Absence of MENSTRUATION at the time of life at which it should normally occur. If menstruation has never occurred, the amenorrhoea is termed primary; secondary amenorrhoea is defined as menstruation ceasing after a normal cycle has been experienced for a number of years.
A few patients with primary amenorrhoea have an abnormality of their CHROMOSOMES or malformation of the genital tract such as absence of the UTERUS (see TURNER'S SYNDROME). A gynaecological examination will on rare occasions disclose an IMPERFORATE HYMEN in a young girl, who may also complain of regular cycles of pain like period pains.
There are many causes of secondary amenorrhoea and management requires identification of the primary cause. The commonest cause is pregnancy. Disorders of the HYPOTHALAMUS and related psychological factors such as anorexia nervosa (see EATING DISORDERS) also cause amenorrhoea, as can poor nutrition generally. It is common in ballet dancers and athletes who exercise a great deal and can be triggered by serious illnesses such as tuberculosis or malaria. Excess secretion of PROLACTIN, either due to a micro-adenoma (see ADENOMA) of the PITUITARY GLAND or to various prescription drugs, may produce amenorrhoea, and sometimes GALACTORRHOEA as well.

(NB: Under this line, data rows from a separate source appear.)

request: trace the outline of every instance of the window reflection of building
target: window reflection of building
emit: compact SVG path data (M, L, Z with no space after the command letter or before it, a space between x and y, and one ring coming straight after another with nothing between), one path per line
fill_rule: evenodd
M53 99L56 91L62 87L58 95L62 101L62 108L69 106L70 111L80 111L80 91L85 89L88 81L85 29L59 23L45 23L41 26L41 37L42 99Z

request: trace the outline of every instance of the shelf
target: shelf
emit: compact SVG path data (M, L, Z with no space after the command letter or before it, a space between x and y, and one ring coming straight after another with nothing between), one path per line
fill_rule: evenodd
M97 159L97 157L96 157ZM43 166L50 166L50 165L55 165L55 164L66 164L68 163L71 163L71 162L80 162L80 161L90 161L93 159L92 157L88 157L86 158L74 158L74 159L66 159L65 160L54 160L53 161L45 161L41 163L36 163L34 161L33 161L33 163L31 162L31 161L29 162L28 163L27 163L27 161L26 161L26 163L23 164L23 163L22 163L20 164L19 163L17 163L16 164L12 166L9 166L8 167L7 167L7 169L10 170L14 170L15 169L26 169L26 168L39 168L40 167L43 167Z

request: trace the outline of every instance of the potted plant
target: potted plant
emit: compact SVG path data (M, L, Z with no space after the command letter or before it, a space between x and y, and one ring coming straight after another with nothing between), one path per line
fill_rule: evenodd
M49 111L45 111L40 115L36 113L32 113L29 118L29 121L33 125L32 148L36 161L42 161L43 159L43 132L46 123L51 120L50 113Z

Malfunction of other parts of the pituitary gland will cause failure to produce GONADOTROPHINS, thus causing ovarian failure with consequent amenorrhea. In CUSHING'S SYNDROME, amenorrhoea is caused by excessive production of cortisol. Similarly, androgen-production abnormalities are found in the common POLYCYSTIC OVARY SYNDROME. These conditions also have abnormalities of the insulin/glucose control mechanisms. Taking the contraceptive pill is not now considered to provoke secondary amenorrhoea but OBESITY and HYPOTHYROIDISM are potential causes.

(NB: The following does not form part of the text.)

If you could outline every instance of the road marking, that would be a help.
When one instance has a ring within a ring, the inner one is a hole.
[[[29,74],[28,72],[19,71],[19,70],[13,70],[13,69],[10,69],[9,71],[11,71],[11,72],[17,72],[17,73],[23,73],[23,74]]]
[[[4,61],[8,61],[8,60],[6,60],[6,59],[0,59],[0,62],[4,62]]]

When the cause is weight loss, restoring body weight may restore menstruation. Otherwise, measuring gonadotrophic hormone levels will help show whether amenorrhoea is due to primary ovarian failure or secondary to pituitary disease. Women with raised concentrations of serum gonadotrophic hormones have primary ovarian failure. When amenorrhoea is due to limited pituitary failure, treatment with CLOMIPHENE may be recommended.